Please note: As of January 20, 2021, information in some news releases may be out of date or not reflect current policies.
Statement of Enforcement Policy by Solicitor of Labor Kate O’Scannlain and Principal Deputy Assistant Secretary for OSHA Loren Sweatt regarding Meat and Poultry Processing Facilities
WASHINGTON, DC – The U.S. Department of Labor issued the following statement from Solicitor of Labor Kate O’Scannlain and Principal Deputy Assistant Secretary for OSHA Loren Sweatt regarding Meat and Poultry Processing Facilities:
“The Occupational Safety and Health Administration (OSHA) and the Centers for Disease Control and Prevention (CDC) recently issued joint interim guidance for meat and poultry processing workers and employers (Joint Meat Processing Guidance) in light of multiple outbreaks of COVID-19 among meat, pork, and poultry processing facility workers. It is vitally important that employers in this critical industry adhere to the Joint Meat Processing Guidance to protect their workers from the risk of COVID-19 infection. Moreover, the security of America’s food supply relies on meat, pork, and poultry processing facilities continuing to operate, which they cannot do without a healthy workforce. In light of President Trump’s invocation of the Defense Production Act (DPA) with respect to meat and poultry processing, OSHA and the Solicitor of Labor issue this statement to clarify the effect of the Joint Meat Processing Guidance in this circumstance.

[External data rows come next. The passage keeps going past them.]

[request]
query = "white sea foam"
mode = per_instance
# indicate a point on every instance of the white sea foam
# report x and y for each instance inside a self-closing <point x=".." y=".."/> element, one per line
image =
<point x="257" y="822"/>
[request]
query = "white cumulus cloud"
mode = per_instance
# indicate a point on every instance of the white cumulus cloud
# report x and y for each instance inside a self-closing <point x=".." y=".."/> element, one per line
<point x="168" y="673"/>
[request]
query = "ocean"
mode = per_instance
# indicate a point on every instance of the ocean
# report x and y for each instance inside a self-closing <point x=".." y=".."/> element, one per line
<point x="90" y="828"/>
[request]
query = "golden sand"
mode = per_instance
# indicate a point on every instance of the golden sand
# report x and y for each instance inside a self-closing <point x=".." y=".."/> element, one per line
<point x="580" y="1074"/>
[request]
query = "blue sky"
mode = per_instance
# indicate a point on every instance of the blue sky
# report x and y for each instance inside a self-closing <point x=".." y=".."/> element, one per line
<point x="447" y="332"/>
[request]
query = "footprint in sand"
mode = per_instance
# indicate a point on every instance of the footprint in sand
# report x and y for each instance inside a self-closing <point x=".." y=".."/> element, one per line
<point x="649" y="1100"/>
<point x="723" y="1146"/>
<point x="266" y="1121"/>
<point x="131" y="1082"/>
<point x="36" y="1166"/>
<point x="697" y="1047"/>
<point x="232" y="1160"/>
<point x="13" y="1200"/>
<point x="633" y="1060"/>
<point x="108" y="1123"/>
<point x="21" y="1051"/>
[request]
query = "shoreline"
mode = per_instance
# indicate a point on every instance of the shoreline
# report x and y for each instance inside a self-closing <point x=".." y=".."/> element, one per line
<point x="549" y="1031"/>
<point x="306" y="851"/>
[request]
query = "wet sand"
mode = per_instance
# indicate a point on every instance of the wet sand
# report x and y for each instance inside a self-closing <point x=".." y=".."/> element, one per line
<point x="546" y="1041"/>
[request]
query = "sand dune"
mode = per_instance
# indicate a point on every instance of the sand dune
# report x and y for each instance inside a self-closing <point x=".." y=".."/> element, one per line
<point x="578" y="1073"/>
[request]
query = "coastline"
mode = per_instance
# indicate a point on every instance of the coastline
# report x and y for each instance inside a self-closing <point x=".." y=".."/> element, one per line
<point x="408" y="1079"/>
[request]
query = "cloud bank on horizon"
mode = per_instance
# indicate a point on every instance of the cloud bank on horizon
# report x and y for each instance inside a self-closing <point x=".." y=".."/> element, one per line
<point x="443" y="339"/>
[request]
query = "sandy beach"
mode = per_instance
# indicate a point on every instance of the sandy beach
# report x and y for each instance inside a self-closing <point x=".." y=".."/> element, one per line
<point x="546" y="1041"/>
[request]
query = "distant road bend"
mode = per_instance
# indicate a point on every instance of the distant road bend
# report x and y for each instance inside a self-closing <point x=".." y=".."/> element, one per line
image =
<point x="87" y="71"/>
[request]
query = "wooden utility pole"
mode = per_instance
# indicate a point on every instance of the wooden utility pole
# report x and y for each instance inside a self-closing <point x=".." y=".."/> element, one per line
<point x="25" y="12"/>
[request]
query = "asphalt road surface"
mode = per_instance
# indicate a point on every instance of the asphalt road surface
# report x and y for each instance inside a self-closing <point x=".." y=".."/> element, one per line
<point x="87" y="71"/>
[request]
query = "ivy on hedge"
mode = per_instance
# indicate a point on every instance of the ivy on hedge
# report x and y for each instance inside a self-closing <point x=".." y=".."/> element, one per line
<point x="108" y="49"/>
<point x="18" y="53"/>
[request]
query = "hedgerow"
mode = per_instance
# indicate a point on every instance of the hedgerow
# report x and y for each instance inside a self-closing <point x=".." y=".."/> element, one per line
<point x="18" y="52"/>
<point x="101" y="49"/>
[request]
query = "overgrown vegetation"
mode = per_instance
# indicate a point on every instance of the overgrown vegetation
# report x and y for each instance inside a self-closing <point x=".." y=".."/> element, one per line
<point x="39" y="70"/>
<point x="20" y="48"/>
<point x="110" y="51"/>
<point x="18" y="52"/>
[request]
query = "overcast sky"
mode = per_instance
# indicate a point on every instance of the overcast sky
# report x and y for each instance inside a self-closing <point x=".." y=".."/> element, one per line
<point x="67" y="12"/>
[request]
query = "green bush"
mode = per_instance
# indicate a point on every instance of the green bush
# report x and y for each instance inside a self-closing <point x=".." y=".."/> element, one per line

“OSHA has issued enforcement guidance indicating the agency will use enforcement discretion for employers adhering to appropriate guidance, including the Joint Meat Processing Guidance. As stated in the Joint Meat Processing Guidance, employers should conduct worksite assessments to identify COVID-19 risks and prevention strategies and then implement them. It is important that employers seek to adhere to this Guidance. To the extent employers determine that certain measures are not feasible in the context of specific plants and circumstances, they are encouraged to document why that is the case. In the event of an investigation, OSHA will take into account good faith attempts to follow the Joint Meat Processing Guidance. OSHA does not anticipate citing employers that adhere to the Joint Meat Processing Guidance. Additionally, because of the President’s invocation of the DPA, no part of the Joint Meat Processing Guidance should be construed to indicate that state and local authorities may direct a meat and poultry processing facility to close, to remain closed, or to operate in accordance with procedures other than those provided for in this Guidance.
“In addition, courts often consider compliance with OSHA standards and guidance as evidence in an employer’s favor in litigation. Where a meat, pork, or poultry processing employer operating pursuant to the President’s invocation of the DPA has demonstrated good faith attempts to comply with the Joint Meat Processing Guidance and is sued for alleged workplace exposures, the Department of Labor will consider a request to participate in that litigation in support of the employer’s compliance program. Likewise, the Department of Labor will consider similar requests by workers if their employer has not taken steps in good faith to follow the Joint Meat Processing Guidance.
“OSHA encourages employers to contact OSHA for compliance assistance or the OSHA On-Site Consultation Program for assistance in applying the joint guidance to their worksites. Employers also may contact CDC for assistance.”